U.S. Sugar Demand Falls as Production Hits Record High by Amit Gupta, Kedia Advisory
![U.S. Sugar Demand Falls as Production Hits Record High by Amit Gupta, Kedia Advisory](https://portfolio.investmentguruindia.com/uploads/news/SugarMills.jpg)
The U.S. sugar demand is projected to decline for the third consecutive year, with 2024/25 consumption estimated at 12.48 million short tons (ST), a 2.7% drop from the previous year. The decline is attributed to changing consumer habits and the growing use of GLP-1 drugs for weight management. Despite the lower demand, sugar production is expected to reach a record 9.37 million ST, ensuring ample supply in the market. The sugar stocks-to-use ratio is projected at 15.3%, exceeding the USDA’s adequate level of 13.5%. With higher domestic output, sugar imports are expected to fall to 2.89 million ST from 3.81 million ST in the previous season.
Key Highlights
# U.S. sugar demand is expected to fall by 2.7% in 2024/25.
# Consumption declines for the third straight year amid changing dietary trends.
# Sugar production forecasted at a record 9.37 million ST this season.
# Higher domestic output leads to reduced sugar imports.
# The sugar stocks-to-use ratio rises to 15.3%, ensuring ample supply.
The U.S. sugar market is witnessing a shift as demand declines for the third consecutive year. In the 2024/25 season, sugar consumption is expected to drop by 75,000 short tons (ST) from last month’s projection, reaching 12.48 million ST—2.7% lower than the previous season. This sustained decline in demand is influencing sugar prices, creating a surplus in the market and limiting price gains.
One of the key reasons behind the declining sugar demand is the increasing adoption of GLP-1 weight-loss drugs, which have significantly altered consumer sugar intake patterns. Additionally, the USDA reported that sugar deliveries to consumers have been lower than initially expected, further confirming the trend of reduced demand. However, despite a slight downward revision, U.S. sugar production is still forecasted to hit a record 9.37 million ST, increasing overall market availability. This higher output has kept prices in check, preventing any sharp spikes.

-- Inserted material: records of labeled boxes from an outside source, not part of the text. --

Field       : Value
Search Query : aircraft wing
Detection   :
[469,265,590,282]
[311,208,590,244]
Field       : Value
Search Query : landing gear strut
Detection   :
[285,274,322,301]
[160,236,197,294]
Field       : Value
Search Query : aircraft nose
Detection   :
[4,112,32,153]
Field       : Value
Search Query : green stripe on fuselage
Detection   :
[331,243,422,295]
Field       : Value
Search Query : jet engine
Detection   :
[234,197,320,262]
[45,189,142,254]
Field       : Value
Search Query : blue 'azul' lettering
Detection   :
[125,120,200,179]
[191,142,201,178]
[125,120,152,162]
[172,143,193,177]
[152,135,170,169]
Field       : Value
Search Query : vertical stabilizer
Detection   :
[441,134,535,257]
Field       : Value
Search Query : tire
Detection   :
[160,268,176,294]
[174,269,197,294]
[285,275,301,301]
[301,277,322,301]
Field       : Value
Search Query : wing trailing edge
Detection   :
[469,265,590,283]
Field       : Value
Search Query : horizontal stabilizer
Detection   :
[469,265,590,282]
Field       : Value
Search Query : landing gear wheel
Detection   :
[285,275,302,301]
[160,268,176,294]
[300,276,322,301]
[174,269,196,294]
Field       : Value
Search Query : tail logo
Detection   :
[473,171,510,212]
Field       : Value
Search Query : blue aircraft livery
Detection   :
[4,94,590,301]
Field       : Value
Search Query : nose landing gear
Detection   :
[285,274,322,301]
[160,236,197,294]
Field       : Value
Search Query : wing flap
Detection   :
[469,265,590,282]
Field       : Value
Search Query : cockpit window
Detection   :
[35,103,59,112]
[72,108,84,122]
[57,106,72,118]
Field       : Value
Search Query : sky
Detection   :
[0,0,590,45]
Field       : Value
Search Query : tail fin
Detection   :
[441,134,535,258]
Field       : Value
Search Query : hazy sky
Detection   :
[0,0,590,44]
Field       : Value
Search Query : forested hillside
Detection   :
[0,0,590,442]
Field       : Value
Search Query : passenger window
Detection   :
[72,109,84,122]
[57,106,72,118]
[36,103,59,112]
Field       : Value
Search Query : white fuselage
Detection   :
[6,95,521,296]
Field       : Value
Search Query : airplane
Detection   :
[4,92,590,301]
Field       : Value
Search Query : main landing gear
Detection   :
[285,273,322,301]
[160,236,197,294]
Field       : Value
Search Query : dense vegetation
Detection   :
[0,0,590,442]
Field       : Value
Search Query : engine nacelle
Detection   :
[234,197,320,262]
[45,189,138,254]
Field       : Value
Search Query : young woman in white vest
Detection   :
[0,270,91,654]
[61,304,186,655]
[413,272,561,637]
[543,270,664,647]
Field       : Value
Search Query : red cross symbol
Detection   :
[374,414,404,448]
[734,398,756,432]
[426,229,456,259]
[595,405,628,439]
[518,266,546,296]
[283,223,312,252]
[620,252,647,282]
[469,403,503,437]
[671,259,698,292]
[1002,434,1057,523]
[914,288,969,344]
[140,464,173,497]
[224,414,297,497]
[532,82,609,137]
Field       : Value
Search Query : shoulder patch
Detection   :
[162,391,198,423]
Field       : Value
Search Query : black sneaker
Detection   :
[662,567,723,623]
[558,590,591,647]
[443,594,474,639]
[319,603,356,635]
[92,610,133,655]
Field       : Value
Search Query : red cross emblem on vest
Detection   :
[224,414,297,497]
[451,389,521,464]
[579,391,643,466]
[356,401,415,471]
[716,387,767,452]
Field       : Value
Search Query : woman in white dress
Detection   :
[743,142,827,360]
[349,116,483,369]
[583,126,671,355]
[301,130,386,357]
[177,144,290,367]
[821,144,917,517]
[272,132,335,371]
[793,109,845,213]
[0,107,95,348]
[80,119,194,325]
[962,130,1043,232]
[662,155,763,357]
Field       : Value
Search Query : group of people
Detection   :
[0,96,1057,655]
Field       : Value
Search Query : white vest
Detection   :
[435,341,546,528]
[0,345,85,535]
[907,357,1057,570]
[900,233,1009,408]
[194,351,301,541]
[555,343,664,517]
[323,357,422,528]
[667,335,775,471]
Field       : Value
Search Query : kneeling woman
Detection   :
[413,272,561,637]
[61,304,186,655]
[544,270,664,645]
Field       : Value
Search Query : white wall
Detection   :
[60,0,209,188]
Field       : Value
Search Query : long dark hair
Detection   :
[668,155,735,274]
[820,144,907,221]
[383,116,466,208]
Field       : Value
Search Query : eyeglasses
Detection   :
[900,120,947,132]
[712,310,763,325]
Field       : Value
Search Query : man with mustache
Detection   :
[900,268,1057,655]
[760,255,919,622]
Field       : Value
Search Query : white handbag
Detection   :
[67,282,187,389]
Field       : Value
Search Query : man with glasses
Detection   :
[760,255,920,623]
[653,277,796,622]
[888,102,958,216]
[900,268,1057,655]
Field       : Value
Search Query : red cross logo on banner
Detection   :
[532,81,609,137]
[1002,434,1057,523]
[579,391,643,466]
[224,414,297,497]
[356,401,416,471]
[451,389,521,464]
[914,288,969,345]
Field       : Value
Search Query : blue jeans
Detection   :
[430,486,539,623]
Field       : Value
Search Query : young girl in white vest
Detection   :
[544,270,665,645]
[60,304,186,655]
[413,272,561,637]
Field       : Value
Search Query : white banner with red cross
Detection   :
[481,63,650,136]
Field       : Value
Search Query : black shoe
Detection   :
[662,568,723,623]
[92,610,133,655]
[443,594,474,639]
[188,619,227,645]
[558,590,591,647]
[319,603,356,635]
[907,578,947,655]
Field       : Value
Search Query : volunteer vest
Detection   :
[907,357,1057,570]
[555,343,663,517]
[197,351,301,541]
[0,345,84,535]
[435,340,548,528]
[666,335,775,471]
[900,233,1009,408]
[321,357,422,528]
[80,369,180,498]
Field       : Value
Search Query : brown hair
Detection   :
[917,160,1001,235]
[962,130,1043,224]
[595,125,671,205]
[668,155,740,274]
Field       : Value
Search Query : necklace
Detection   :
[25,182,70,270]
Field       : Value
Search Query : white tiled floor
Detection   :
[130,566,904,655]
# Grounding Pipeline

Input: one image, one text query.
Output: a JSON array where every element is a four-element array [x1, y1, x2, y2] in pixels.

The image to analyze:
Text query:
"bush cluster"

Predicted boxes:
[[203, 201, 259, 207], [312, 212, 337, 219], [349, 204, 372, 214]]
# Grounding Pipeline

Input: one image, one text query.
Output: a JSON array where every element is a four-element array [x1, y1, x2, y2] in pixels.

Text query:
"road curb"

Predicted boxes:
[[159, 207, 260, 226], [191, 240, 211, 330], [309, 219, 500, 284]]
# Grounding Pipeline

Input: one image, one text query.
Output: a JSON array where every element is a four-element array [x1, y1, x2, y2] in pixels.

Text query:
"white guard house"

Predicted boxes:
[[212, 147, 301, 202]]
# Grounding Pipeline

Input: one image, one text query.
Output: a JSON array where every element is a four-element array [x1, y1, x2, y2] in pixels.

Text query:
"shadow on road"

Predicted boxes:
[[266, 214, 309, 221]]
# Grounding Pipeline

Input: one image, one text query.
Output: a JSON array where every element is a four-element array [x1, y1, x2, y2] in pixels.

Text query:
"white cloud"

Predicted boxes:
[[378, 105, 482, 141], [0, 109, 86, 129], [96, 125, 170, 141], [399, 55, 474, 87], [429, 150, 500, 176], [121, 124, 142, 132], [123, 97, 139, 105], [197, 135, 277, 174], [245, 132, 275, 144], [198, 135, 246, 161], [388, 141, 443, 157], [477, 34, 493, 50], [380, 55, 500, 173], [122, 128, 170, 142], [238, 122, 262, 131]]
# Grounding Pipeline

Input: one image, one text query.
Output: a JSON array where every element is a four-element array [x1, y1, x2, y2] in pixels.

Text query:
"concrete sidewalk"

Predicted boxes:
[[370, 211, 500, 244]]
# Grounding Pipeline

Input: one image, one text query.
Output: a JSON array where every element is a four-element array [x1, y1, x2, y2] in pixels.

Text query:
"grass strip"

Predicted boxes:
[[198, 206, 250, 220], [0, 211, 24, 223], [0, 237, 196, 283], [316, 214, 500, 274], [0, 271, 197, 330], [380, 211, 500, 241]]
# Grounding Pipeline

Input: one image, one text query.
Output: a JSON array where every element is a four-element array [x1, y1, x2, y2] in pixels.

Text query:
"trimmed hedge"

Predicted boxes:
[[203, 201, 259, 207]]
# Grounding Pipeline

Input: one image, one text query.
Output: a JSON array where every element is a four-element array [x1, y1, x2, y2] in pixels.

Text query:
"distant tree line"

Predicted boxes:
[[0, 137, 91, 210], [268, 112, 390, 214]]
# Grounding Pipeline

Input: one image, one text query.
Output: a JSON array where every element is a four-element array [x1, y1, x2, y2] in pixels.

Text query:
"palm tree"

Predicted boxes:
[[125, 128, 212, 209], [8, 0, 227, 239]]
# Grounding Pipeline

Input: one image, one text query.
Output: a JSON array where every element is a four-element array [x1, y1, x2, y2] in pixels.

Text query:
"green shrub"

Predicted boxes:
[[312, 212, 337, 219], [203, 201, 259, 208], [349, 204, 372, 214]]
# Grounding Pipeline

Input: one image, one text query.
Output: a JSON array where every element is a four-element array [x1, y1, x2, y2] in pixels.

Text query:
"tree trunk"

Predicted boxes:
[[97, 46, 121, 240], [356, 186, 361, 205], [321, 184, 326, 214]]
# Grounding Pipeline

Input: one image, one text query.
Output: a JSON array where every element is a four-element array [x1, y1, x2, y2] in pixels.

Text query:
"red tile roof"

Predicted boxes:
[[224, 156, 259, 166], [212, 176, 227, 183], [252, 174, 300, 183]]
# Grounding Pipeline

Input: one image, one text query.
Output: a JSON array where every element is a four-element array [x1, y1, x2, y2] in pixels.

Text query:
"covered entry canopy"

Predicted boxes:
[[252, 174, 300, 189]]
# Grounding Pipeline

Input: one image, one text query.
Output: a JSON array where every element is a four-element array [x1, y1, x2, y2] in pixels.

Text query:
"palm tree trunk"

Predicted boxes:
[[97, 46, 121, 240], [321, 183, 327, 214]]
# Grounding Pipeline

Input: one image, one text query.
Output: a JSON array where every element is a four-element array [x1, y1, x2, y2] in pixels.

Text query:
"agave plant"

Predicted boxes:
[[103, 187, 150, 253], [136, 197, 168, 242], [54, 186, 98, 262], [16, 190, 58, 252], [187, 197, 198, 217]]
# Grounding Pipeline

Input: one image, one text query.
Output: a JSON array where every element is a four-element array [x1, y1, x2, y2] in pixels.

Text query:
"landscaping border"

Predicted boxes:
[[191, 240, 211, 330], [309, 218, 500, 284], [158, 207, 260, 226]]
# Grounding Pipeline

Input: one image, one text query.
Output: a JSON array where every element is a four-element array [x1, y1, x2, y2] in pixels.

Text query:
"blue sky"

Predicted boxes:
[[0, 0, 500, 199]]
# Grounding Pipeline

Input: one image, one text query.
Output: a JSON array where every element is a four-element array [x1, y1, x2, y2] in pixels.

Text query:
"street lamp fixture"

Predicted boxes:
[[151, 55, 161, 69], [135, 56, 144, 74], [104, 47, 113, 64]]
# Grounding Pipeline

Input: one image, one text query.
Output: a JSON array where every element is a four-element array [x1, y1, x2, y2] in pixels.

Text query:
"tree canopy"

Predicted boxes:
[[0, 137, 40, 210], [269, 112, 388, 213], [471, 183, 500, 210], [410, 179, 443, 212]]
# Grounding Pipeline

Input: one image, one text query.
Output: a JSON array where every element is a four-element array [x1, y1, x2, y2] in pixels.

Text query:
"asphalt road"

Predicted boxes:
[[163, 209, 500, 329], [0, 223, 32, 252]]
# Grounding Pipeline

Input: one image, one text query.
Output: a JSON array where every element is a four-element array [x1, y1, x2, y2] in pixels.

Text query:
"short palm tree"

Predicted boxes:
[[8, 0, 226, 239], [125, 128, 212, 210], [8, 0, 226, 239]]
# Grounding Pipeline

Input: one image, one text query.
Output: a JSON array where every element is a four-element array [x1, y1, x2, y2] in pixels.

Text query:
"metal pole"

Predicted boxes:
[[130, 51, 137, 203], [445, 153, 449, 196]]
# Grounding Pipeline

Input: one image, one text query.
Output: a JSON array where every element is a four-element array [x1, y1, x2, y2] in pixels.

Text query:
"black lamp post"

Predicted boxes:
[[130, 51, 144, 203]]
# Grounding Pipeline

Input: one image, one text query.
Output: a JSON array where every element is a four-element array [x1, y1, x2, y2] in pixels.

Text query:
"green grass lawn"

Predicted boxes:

The combination of lower demand and record-high production is leading to improved sugar availability in the domestic market. The sugar stocks-to-use ratio is now projected at 15.3%, well above the USDA’s benchmark of 13.5% for adequate supply levels. Additionally, due to higher domestic output, sugar imports are expected to fall sharply to 2.89 million ST in 2024/25, down from 3.81 million ST in the previous season. These factors indicate a well-supplied market, limiting the chances of any significant price rallies in the near term.
Finally
With declining demand and record production, the U.S. sugar market remains well supplied. Higher domestic output and reduced imports will likely keep prices stable despite changing consumption trends.